The Mineta Institute will publish the results this fall and distribute them to the agencies and operators that participated in the study. There are 10 major findings of the research (for details, visit the Web site below). From these, Loukaitou-Sideris said three points stand out for her:

* The need for coordination among different agencies that operate at different levels. It happens more often in Europe than in the United States;

* How difficult it is to make public transportation secure because of the logistics of efficiently moving so many people through the transit systems;

* There is no one approach, but rather four categories of strategies—policing, technology, structure design and educating passengers -- to address security issues.

A primary stumbling block, she noted, is that “It’s inherently difficult to establish security points and screen people because of the time involved.
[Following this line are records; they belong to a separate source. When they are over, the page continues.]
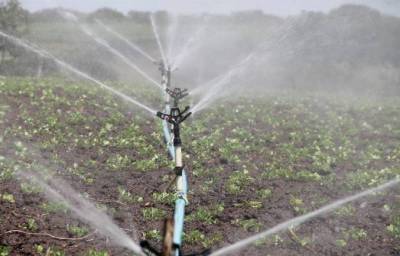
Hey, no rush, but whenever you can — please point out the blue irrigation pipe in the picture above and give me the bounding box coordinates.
[162,96,188,256]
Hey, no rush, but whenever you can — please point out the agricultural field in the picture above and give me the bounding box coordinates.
[0,77,400,256]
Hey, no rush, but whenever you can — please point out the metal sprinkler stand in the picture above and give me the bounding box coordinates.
[141,58,209,256]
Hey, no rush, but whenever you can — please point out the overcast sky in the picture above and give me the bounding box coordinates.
[18,0,400,16]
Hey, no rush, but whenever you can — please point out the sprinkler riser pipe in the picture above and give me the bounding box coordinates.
[175,146,183,167]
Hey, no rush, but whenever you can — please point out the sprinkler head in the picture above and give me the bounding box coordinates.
[166,88,189,101]
[157,106,192,125]
[157,106,192,146]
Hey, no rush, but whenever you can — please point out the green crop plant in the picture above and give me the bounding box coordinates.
[84,249,109,256]
[67,224,89,237]
[0,193,15,204]
[256,188,272,200]
[25,218,38,232]
[225,169,254,194]
[0,245,11,256]
[231,219,263,232]
[183,230,222,248]
[289,196,307,214]
[386,215,400,239]
[144,229,162,242]
[142,207,166,220]
[40,202,68,213]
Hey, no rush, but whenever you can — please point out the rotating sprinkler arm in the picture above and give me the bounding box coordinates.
[157,106,192,147]
[165,87,189,108]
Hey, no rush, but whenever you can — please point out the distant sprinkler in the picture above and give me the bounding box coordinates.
[166,87,189,108]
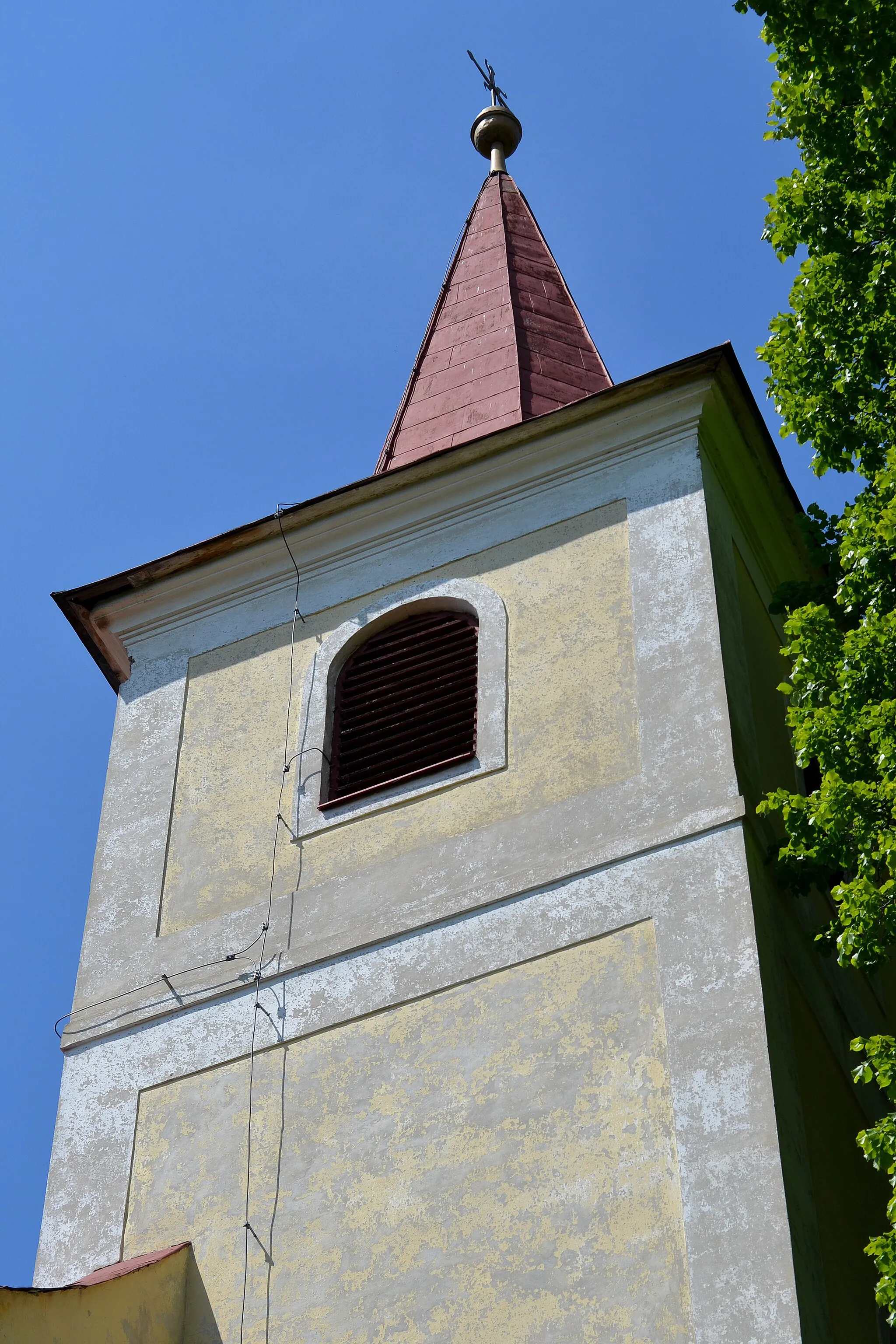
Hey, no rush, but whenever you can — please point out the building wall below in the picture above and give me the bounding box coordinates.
[125,920,690,1344]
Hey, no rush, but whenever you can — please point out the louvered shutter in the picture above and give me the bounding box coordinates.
[321,612,478,808]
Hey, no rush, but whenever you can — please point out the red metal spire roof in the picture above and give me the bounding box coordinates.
[376,172,612,472]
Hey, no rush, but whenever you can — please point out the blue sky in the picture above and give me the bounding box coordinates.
[0,0,856,1284]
The use of public transit is declining in the United States, and transit authorities are always trying to push ridership. If they start implementing a lot of delays for security reasons, they fear losing more ridership.”

Among the most active researchers was Camille Fink, a UCLA doctoral student who reviewed the previous literature, wrote the survey of American transit operators, and interviewed transportation officials in London, Brussels and Washington D.C.

“I was interested in the built environment, and how other countries had dealt with design issues of transit security, like sight lines and eliminating places where packages could be left,” Fink said. “It seemed that in the United States there was less emphasis on that and more on policing and technology. I think American operators realize that station design is an important long-term investment and that it’s fairly expensive to retrofit.”

Another insight of the project involved the process of collecting information.

“At the beginning, we didn’t appreciate the confidentiality issue enough,” said Loukaitou-Sideris. “Especially in the United States, officials were very worried about whether they would compromise security by talking to us. There was more openness in Europe.”

She said she would like to use the study as a springboard for additional research that could create security guidelines for transit operators.

“This research group has contributed significantly to global security in this dangerous period, and has set an example of how sober and painstaking analysis can help us all to meet the threat of terrorism,” Rogowski said. “We are very pleased that the Burkle Center, which, among other things, fosters research on the role of the United States in global security, could support this vital effort.”